When the operation finishes, we query the /invocations/resource1 and /invocations/resource2 to retrieve the details of those calls to stubby so that we can verify they contained the expected data in each batched call.

One thing I don't particularly like about my solution is that these invocations are kept in-memory, and are never cleaned up. I suppose it's not a major concern for us as we start-up and tear-down an instance of stubby for each test suite so it's never a long-lived process. Perhaps, this could be more detrimental for other users.

I like the idea of logging to yaml files instead of (or in addition to in-memory) because as you said, we then wouldn't need to go through another admin web interface to get it and could just parse the files (grep, tail, etc.) directly. It probably wouldn't be very difficult to make both the in-memory and yaml files logging turned on based on a config flag (or command line arg).

I'll try to work on this in the next few days, as well as indenting with spaces, cleaning up the using lines, and adding the README.md section with a description.

gregkowalski avatar Aug 08 '14 05:08 gregkowalski

Thanks for the diagram. Very informative.

Do you use the HTTP interface for the admin portal or the programmatic calls? Do you do assertions on specific properties of the invocation or just that it occured x times?

mrak avatar Aug 08 '14 18:08 mrak

At the moment, we use the HTTP interface for the admin portal but since we are hosting stubby within the testing assembly, we could switch to the programmatic calls very easily (and it probably would make things more efficient).

We do assertions on properties of the invocation, and more specifically we verify that each invocation contained the correct data in the payload.

gregkowalski avatar Aug 08 '14 20:08 gregkowalski

Just created an issue #12 without seeing there was a pullrequest already for that. I really need that feature for our tests as well. Any updates?
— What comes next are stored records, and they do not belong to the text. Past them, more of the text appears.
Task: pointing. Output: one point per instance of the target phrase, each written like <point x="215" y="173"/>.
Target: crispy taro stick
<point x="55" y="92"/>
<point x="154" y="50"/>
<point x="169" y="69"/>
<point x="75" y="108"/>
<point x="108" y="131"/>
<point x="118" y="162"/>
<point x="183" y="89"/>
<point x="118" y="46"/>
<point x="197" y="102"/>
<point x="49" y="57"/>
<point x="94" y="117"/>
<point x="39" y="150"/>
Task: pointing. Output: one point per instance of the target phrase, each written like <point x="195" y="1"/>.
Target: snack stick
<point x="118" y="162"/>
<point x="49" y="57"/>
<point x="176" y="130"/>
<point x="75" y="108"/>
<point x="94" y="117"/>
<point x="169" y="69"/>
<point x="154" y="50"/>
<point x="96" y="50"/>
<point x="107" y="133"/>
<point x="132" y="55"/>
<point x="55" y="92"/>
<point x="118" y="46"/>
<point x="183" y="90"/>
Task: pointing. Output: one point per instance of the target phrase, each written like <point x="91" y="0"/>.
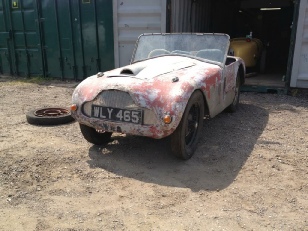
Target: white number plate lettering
<point x="117" y="114"/>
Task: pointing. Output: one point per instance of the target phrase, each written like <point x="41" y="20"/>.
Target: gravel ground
<point x="249" y="172"/>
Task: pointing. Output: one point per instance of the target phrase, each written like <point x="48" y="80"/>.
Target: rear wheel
<point x="185" y="138"/>
<point x="93" y="136"/>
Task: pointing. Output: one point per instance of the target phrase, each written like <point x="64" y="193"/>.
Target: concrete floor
<point x="268" y="79"/>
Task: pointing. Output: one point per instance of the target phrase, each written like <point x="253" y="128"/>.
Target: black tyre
<point x="93" y="136"/>
<point x="49" y="116"/>
<point x="185" y="138"/>
<point x="234" y="105"/>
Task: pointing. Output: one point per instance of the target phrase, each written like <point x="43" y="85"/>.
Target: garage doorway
<point x="270" y="21"/>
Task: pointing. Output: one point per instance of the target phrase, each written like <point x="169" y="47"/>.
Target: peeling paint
<point x="157" y="92"/>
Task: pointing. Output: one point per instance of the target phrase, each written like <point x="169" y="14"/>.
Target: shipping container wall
<point x="78" y="37"/>
<point x="20" y="47"/>
<point x="132" y="18"/>
<point x="299" y="77"/>
<point x="189" y="16"/>
<point x="69" y="39"/>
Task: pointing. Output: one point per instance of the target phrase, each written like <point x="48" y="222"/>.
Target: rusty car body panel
<point x="159" y="85"/>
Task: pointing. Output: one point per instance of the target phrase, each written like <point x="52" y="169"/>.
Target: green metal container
<point x="67" y="39"/>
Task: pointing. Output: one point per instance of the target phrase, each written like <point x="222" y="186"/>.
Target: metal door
<point x="20" y="44"/>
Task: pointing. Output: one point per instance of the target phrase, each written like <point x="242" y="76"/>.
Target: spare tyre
<point x="49" y="116"/>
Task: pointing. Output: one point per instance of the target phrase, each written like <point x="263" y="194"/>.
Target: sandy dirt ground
<point x="250" y="171"/>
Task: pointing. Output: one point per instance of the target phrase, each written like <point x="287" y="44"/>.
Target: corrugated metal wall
<point x="299" y="77"/>
<point x="190" y="16"/>
<point x="69" y="39"/>
<point x="132" y="18"/>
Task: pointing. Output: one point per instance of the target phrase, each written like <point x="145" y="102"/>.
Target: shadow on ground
<point x="226" y="144"/>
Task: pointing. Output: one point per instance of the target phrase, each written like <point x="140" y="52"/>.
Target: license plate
<point x="117" y="114"/>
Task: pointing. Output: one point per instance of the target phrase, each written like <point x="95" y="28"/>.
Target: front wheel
<point x="185" y="138"/>
<point x="93" y="136"/>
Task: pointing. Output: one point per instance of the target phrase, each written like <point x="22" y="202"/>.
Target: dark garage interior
<point x="271" y="21"/>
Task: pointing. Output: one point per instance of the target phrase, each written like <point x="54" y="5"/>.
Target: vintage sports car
<point x="251" y="50"/>
<point x="172" y="83"/>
sledoux avatar Aug 15 '16 15:08 sledoux

As it stands now the changes are quite difficult to read at a glance, as all of the formatting and whitespace was changed. Matching these with the original project will make review much easier.

A README change that describes the use of this feature in the same style as the existing documentation would also help.

The feature is a good one, but this PR is not easy to review or audit, so it dropped off of my radar as my life outside of open source has gotten busier.